Margery Allingham’s Mr Campion finds himself a fish out of water when he investigates a murder in a Yorkshire mining village.
Following the death of the senior English master in a tragic road accident, Mr Campion’s son Rupert and daughter-in-law Perdita are helping out at Ash Grange School for Boys, where Perdita’s godfather is headmaster. While Perdita is directing the end-of-term play, a musical version of Dr Faustus, Rupert is tackling the school’s rugby football team – and both of them are finding their allotted tasks more of a challenge than they had anticipated.
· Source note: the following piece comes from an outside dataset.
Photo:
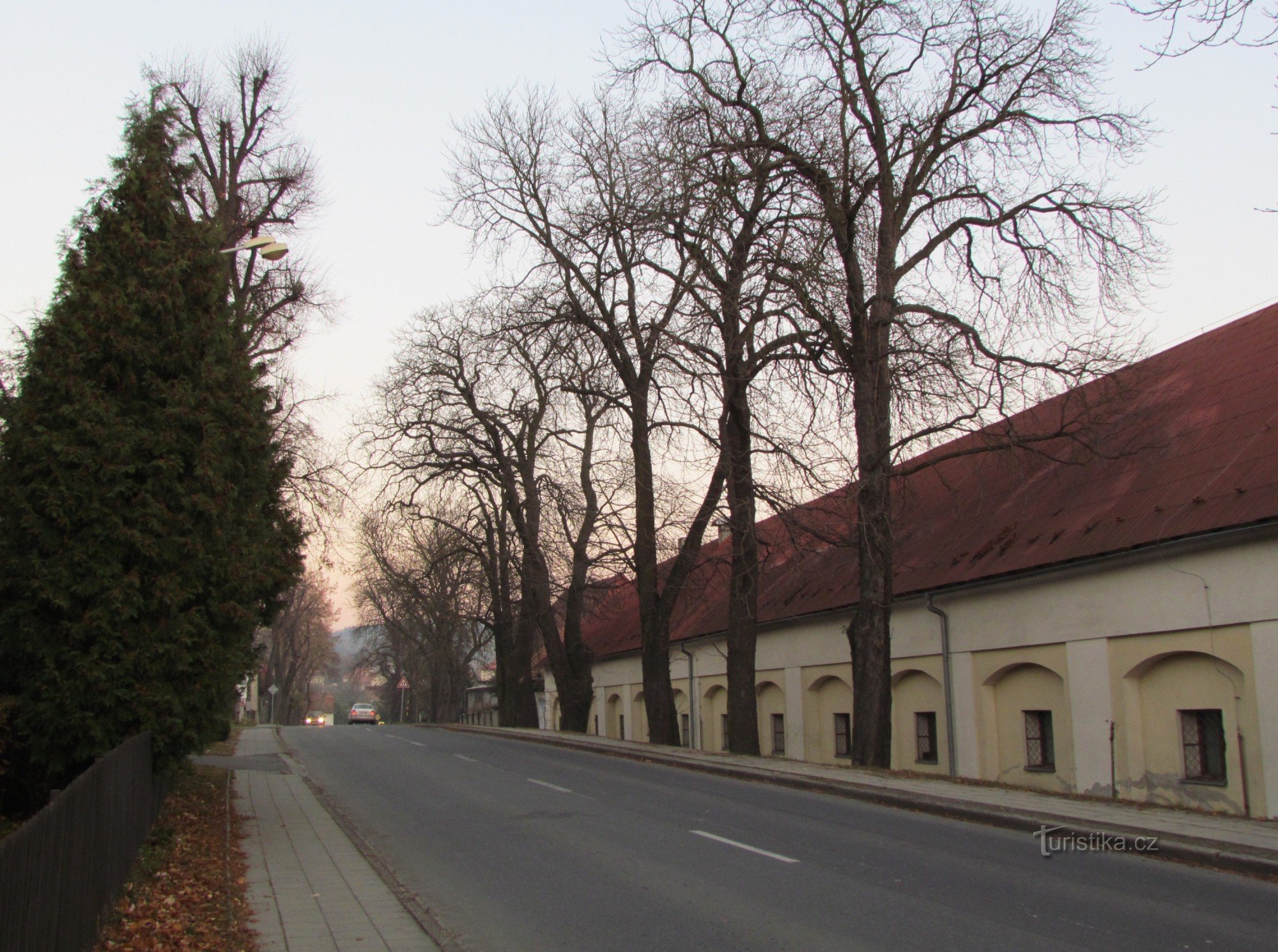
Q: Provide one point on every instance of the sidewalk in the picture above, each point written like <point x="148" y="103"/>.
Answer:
<point x="310" y="889"/>
<point x="1228" y="843"/>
When the headmaster telephones Albert Campion to inform him that Rupert has been arrested, Mr Campion heads to Yorkshire to get to the bottom of the matter. There are no secrets in the traditional mining village of Denby Ash, he’s told – but on uncovering reports of a disruptive poltergeist, a firebrand trade unionist, a missing conman and a local witch, he finds that’s far from being the case. And was the English master, Mr Browne’s, death really an accident . . .?
About the author
Mike Ripley is the two-time winner of the Crime Writers’ Last Laugh award, and the author of several thrillers and historical novels. He writes a hugely respected monthly review column for Shots Magazine entitled getting Away with Murder. Philip Youngman Carter was Margery Allingham’s artist husband and a novelist in his own write.